The cooperative serves as an advantage to the community because it creates more of a team work aspect and unites the community. It gives a livelihood to 900 farmers within the community. This allows smaller farms and families to produce coffee without owning a large scale business. The requirement is only one hector and must be good growing conditions. There’s not as much pressure and reliance on the smaller operations because it only makes up a little bit of Dota. Without this company, I think many people would have to work under a plantation or find a different source of income. Some individuals may not have enough money to produce more than one hector of coffee.
The Dota industry is a big part of the Santa María de Dota community. Without them, the area may not be as cohesive and functional. They provide resources for the community. A few examples are their senior center for aging people and sponsoring school and athletic program. As we saw today, the Dota company is more than just a coffee producer. The cafe and restaurant we visited is just as much of a social experience. Although many ticos don’t harvest the coffee (>.5%), they still find ways to be involved in the community. One of the ways is going to barista school, like we learned about today. This offers them a more educated and higher paying job than being a picker.

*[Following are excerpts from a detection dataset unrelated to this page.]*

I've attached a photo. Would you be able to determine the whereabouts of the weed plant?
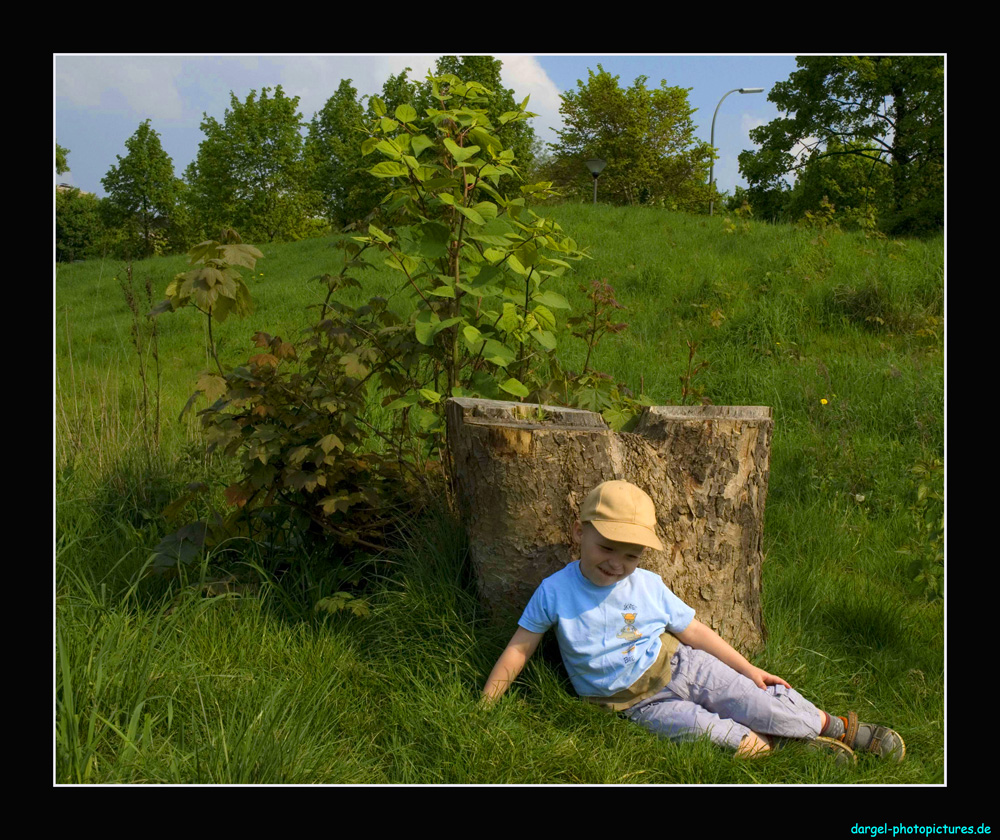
[54,205,944,785]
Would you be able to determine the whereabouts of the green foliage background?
[56,200,947,784]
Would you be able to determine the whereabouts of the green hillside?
[53,205,944,784]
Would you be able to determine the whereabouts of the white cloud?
[272,55,437,119]
[56,55,183,120]
[740,114,767,148]
[496,55,563,143]
[272,55,562,142]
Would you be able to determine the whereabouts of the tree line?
[56,56,944,260]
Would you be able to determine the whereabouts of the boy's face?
[573,520,644,586]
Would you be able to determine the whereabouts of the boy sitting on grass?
[483,481,906,761]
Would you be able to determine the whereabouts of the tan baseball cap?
[580,481,663,551]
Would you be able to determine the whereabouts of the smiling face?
[573,520,644,586]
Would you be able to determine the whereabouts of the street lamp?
[708,88,764,216]
[584,158,607,204]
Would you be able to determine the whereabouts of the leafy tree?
[423,55,535,198]
[185,85,320,242]
[740,56,944,232]
[56,143,69,175]
[784,138,892,231]
[101,120,177,256]
[549,64,712,208]
[305,79,384,228]
[56,188,104,262]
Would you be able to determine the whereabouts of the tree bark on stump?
[447,399,773,653]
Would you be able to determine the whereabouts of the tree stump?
[447,399,773,653]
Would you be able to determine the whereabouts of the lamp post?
[584,158,607,204]
[708,88,764,216]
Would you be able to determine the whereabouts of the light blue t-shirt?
[518,560,694,697]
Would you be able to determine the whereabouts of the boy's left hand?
[747,665,791,688]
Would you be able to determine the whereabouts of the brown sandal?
[838,712,906,761]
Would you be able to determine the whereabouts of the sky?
[53,53,797,199]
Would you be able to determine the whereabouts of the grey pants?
[622,645,820,749]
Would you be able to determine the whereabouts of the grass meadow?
[53,205,945,788]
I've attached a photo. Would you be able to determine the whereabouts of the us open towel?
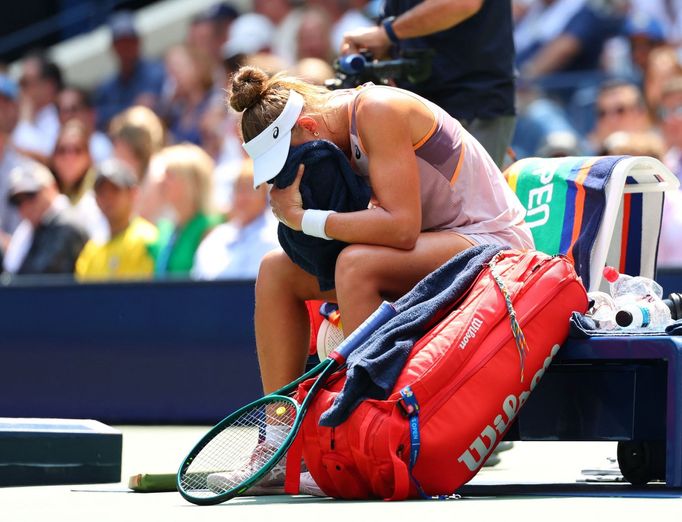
[506,156,658,288]
[320,245,502,427]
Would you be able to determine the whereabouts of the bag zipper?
[400,258,575,434]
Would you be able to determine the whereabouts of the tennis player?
[212,67,533,492]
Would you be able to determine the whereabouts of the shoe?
[298,471,329,497]
[206,443,287,495]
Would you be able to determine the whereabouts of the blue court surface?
[0,426,682,522]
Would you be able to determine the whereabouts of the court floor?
[0,426,682,522]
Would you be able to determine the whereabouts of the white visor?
[242,90,303,187]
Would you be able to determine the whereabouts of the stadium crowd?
[0,0,682,280]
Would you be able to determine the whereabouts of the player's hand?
[270,165,305,230]
[341,26,391,59]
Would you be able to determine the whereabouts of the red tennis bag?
[298,250,587,500]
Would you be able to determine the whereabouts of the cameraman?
[341,0,515,168]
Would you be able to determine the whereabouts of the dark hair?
[40,60,64,91]
[597,78,644,106]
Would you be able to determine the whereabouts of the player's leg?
[336,231,474,335]
[254,251,336,394]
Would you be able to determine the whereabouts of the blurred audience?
[76,158,157,280]
[0,73,27,246]
[94,11,164,130]
[12,53,62,163]
[514,0,629,78]
[588,76,651,154]
[159,45,219,145]
[658,74,682,181]
[192,159,279,279]
[50,120,109,241]
[154,143,222,277]
[3,162,88,275]
[57,87,113,163]
[186,3,239,88]
[307,0,375,50]
[295,6,339,63]
[109,106,165,222]
[253,0,303,67]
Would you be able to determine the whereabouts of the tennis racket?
[177,302,396,505]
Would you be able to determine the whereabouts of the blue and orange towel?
[505,156,643,288]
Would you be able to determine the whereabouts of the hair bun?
[230,66,269,112]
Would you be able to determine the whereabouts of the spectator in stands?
[154,143,222,277]
[251,0,302,67]
[222,13,275,76]
[644,45,682,115]
[192,159,279,279]
[630,0,682,45]
[109,106,165,222]
[50,120,109,241]
[57,87,113,163]
[291,58,334,86]
[296,6,338,63]
[0,73,26,250]
[12,54,62,163]
[94,11,164,130]
[308,0,376,51]
[187,3,239,88]
[159,45,218,145]
[588,80,651,153]
[76,158,157,280]
[3,162,88,275]
[514,0,628,79]
[625,13,665,79]
[658,75,682,181]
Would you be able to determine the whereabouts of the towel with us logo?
[505,156,662,288]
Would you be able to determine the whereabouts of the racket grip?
[330,301,397,364]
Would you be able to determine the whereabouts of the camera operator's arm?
[341,0,484,58]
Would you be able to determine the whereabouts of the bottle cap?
[604,266,619,283]
[616,310,635,328]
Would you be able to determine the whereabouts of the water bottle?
[604,266,672,331]
[604,266,663,304]
[586,292,618,330]
[615,297,672,331]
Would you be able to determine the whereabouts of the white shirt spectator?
[12,104,60,156]
[192,211,279,279]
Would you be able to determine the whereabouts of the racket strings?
[180,400,297,497]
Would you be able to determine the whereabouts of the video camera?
[325,49,434,89]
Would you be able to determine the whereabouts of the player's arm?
[326,92,421,249]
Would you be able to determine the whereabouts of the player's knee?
[256,250,288,293]
[335,245,374,289]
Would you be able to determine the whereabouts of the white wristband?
[301,208,336,240]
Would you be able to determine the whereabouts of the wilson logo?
[459,317,483,350]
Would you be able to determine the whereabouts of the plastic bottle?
[604,266,663,304]
[586,292,618,330]
[615,298,672,331]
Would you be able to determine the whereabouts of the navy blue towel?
[272,140,372,291]
[320,245,502,427]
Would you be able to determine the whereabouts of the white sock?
[265,424,291,446]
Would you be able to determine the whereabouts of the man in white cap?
[3,162,88,275]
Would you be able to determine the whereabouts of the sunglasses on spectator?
[59,105,83,114]
[9,192,36,207]
[54,145,86,154]
[597,105,637,120]
[658,105,682,120]
[19,76,40,89]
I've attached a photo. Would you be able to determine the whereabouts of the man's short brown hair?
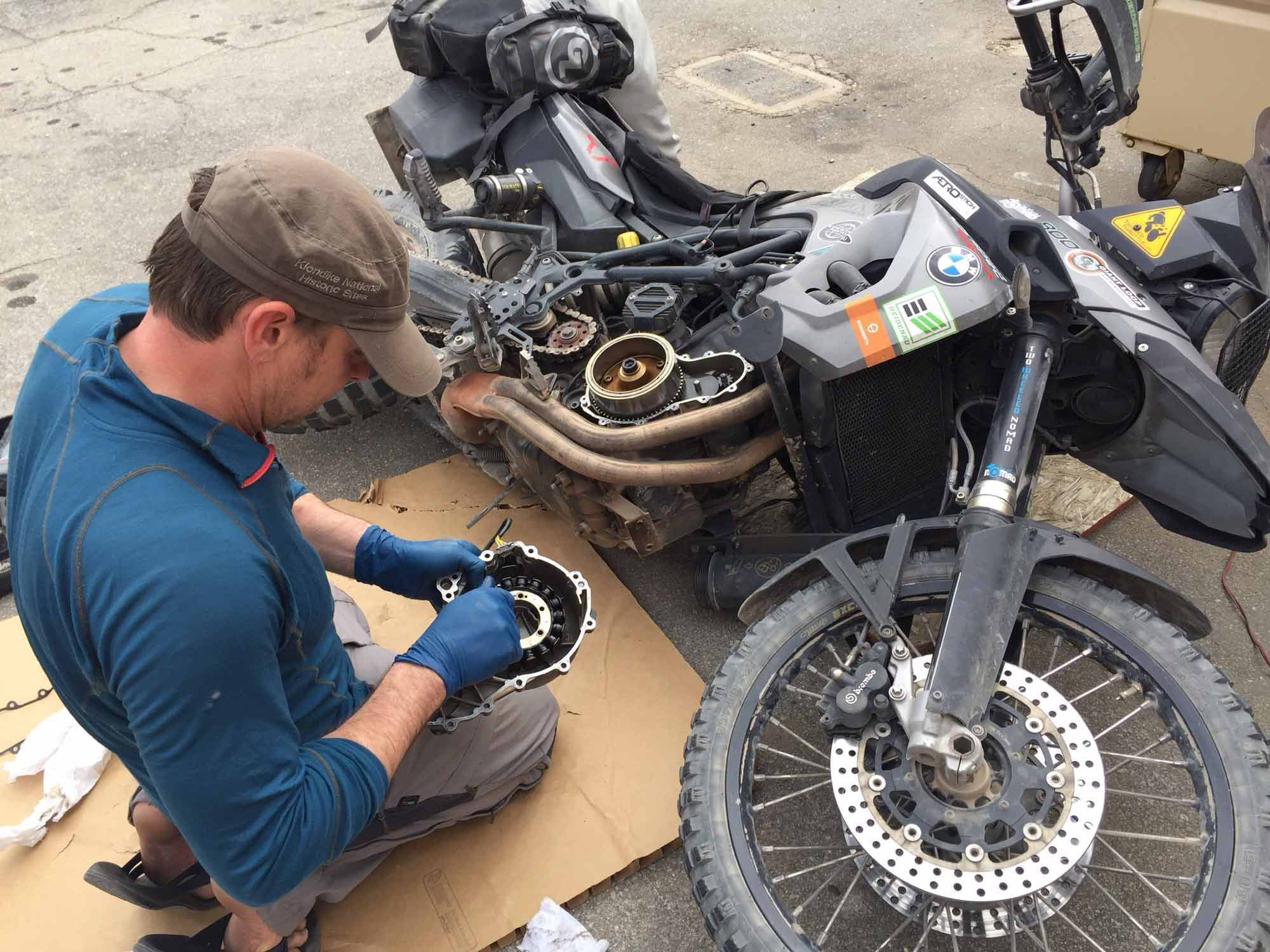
[142,168,260,340]
[141,168,329,340]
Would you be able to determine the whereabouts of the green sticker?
[885,286,956,354]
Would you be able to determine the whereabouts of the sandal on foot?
[84,853,220,911]
[132,913,321,952]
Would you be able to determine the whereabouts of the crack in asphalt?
[6,11,371,116]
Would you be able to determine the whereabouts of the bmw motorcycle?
[307,0,1270,952]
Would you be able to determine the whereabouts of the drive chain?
[418,261,599,367]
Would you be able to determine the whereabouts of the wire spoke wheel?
[681,550,1270,952]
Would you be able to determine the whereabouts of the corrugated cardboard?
[0,459,702,952]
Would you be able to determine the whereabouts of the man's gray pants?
[128,585,559,935]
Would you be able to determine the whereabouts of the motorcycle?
[0,416,13,597]
[288,4,1266,627]
[309,0,1270,952]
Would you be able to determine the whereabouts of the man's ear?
[234,297,296,363]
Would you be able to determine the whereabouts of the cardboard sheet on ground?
[0,458,702,952]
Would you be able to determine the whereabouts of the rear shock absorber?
[401,149,446,227]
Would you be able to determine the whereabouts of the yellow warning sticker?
[1111,204,1186,258]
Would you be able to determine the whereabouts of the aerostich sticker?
[922,171,979,221]
[926,245,983,287]
[1067,251,1151,311]
[885,287,956,354]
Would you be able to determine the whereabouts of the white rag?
[517,899,608,952]
[0,708,110,849]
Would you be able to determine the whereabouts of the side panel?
[499,96,630,251]
[1040,213,1270,550]
[758,189,1010,381]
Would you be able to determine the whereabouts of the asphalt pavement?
[0,0,1270,952]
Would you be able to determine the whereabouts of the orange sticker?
[845,294,895,367]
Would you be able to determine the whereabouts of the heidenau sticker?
[1111,204,1186,258]
[885,287,956,353]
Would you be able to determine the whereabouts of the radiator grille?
[829,347,947,524]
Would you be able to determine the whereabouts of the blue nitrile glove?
[396,579,522,694]
[353,526,485,612]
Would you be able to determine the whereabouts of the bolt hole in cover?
[481,542,596,687]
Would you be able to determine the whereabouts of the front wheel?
[679,550,1270,952]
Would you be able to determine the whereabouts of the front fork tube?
[903,327,1058,783]
[959,324,1054,533]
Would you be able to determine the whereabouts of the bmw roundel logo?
[926,245,983,287]
[544,25,599,89]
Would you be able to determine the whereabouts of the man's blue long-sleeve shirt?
[8,284,387,906]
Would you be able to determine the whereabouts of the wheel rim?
[725,581,1234,952]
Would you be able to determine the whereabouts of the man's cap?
[180,146,441,396]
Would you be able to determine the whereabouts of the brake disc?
[829,656,1106,935]
[428,542,596,732]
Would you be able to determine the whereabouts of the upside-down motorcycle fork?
[904,269,1059,777]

The company may be at a disadvantage with functioning as a cooperative because they’re reliant on small farms to produce their livelihood. Although they have procedures and routine checks, the quality control probably isn’t the same. The can’t survey the conditions as closely or predict issues like crop disease. The guide also stated that they must send out trucks to more rural locations to collect coffee from small farms. This adds additional costs to the company as opposed to harvesting it in their backyard. Contracting new farms and also letting some go also could lead to more complication.
I, personally, really favored this style of coffee plantation the most. I believe it’s a great thing for the community and unites them instead of forcing them to compete. It directs them towards one common goal. It also produces a variety of coffee that’s all mixed together, more authenticity. It would be cool to know that your small farm is apart of something bigger and it gives back to the community.